We would never say we were dating,

Especially with our cultural taboos of “Getting to know each other”

But we were dating.

And oh yes, I met the man I had fallen for in Las Vegas.

No, not like that.

I guess there comes a time when

Two doors are open at the same moment and

The places in which they stand seem to collapse

Introduced by my giggling mother nagging at us

“Take a photo,” she said. “He’s cute!”

She, a short stout woman, went up to this tall Algerian guy

And told him outright, “Hey hey you.

Yeaaaaaaaaah you

My daughter thinks you’re cute. Can she take a pic?”

And I’m standing here mortified and pushes me at his arm

Taking the photo

I promptly got his number –wink-

My mom, the lady, set me up

I didn’t wear the scarf then and

If you asked me to wear the scarf,

I’d tell you “Hell no. There is no point.

Men would be attracted to me even with the scarf.”

We were both young and liberal,

Raised in modern societies interlinked by globalization and wealth

And of course, martial arts

This is not the story of how I was oppressed by my religion.

It is not the story of how I was oppressed by my family, my culture, nor my society.

It is the story of how I oppressed myself

A story of the absorption of mind and thought into breathlessly crashing tides among jagged rocks

It is the naïve belief that the access to heaven was closer to someone else than it was to me,

It is a story of false promises and dances between gripping fear

From the rising realities of tradition

And modernity.

This is the reality that some like me

Must tread upon diligently

Born to a Bosnian ex-refugee family, father blinded and mother forever reminded

And part raised in the colorful scenes of sequined clothing and fast spoken words in Urdu

Raised part “white” blonde and blue-eyed

And raised part American in all its ‘might’

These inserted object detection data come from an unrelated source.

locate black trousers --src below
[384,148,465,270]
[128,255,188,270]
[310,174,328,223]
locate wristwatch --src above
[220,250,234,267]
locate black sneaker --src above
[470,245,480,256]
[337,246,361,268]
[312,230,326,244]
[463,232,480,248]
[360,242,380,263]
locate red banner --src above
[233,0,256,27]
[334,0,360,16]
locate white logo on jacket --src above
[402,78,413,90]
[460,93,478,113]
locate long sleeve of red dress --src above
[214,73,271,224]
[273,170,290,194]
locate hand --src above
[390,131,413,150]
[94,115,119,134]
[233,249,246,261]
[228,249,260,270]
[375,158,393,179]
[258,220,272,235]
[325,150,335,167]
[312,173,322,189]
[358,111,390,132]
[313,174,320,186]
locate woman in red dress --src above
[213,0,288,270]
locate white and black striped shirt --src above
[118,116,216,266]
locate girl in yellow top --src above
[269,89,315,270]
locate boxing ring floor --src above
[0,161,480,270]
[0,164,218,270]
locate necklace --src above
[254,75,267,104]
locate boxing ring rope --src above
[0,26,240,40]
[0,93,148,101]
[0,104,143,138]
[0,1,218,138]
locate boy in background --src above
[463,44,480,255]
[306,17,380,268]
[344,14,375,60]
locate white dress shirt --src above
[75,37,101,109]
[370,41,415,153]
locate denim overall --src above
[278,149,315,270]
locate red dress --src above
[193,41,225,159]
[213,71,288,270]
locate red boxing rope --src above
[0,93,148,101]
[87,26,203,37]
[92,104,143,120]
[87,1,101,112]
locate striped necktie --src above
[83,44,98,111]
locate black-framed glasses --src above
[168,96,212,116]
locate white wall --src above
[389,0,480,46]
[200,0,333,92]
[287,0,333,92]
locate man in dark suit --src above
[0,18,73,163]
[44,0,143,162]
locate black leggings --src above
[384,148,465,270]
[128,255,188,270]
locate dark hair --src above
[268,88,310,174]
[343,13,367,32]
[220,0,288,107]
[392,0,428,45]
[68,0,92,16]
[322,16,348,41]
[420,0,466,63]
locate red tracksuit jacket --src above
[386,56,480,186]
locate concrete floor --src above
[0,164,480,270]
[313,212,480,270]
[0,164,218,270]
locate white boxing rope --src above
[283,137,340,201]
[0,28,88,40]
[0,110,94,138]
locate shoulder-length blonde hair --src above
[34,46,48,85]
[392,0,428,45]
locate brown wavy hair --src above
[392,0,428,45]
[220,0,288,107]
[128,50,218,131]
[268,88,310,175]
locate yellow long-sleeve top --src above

Am I Muslim or am I American?

Am I modern or am I tradition?

He told me that marriage would require him to care for me even if i gain weight

But I’d need to lose it for the sake of his fidelity

He yells at me, taking my photo,

“You call THIS hijab? This is Hijab to you? Then just take it off.”

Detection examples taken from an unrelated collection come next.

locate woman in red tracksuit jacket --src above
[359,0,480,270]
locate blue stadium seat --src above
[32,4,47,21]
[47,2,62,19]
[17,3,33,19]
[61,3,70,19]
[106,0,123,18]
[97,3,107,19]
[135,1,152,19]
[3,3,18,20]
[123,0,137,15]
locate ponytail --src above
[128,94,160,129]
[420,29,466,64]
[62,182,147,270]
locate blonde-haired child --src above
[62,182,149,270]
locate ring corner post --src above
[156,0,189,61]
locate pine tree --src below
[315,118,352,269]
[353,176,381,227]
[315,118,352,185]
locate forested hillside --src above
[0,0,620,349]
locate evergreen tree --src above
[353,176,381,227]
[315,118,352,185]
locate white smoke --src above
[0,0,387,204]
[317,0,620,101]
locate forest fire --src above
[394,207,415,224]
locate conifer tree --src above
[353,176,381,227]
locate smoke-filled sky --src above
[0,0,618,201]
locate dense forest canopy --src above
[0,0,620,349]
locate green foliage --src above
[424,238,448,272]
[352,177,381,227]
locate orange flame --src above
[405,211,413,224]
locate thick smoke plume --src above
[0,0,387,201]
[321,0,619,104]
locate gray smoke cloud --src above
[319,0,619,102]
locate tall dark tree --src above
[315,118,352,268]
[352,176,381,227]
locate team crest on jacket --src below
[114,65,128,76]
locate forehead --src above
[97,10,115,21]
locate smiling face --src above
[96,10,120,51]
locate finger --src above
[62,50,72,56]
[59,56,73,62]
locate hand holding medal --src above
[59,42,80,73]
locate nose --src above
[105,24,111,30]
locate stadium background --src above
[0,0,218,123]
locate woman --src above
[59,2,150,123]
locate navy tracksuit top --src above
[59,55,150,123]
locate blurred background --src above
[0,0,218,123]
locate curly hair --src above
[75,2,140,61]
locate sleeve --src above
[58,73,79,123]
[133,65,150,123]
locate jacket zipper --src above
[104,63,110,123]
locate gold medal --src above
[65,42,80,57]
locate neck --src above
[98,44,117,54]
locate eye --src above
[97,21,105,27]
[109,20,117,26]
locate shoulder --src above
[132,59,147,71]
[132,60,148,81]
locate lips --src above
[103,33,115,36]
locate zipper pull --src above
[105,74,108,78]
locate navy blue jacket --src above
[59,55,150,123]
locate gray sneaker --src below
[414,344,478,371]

I stay silent, heart sinking.

He flaunts his Arab heritage as a marker of religious superiority

My heart was breaking

“If you want me to act like the Prophet, then I can tell you to stay at home and cover your face.”

He asked if would leave my job if he told me to

“But what are the conditions? What are the reasons?”

“It’s a yes or no question.”


“No buts”

“What does a strong Muslim woman sound like?” I ask him

“A strong Muslim woman sounds like….” He stopped


-to self-

What does a strong Muslim woman sound like?

A strong Muslim woman sounds like the moment breaking silence

Among a barren road

Broken by the elongating notes of a long sturdy train

Traveling at the speed of light from the silence of Point A

To the never ending journey to Point B

A strong Muslim woman looks like the elevated posture of chin raised,

Leveled to look ahead and not down,

Eyes forever open to the actions done before her

A strong Muslim woman smells of sweat leaking upon her face in between protests,

Physical and mental,

Academic and fighting.

Smells of blood pouring from the wounds upon her self-belief and hope

That she, as a Muslim woman, could excel.

A strong Muslim woman feels like chiseled arms from punching bags and of strength in light,

Emanating from the womb in the form of a child

Who better to carry the weight of another human being

Than the body of a woman?

A strong Muslim woman tastes of bitter sweetness,

Sweet from the taste of faith

Bitter from drinking among the rivers of fear and forced perception.

Now tell me again, what does a strong Muslim woman sound like?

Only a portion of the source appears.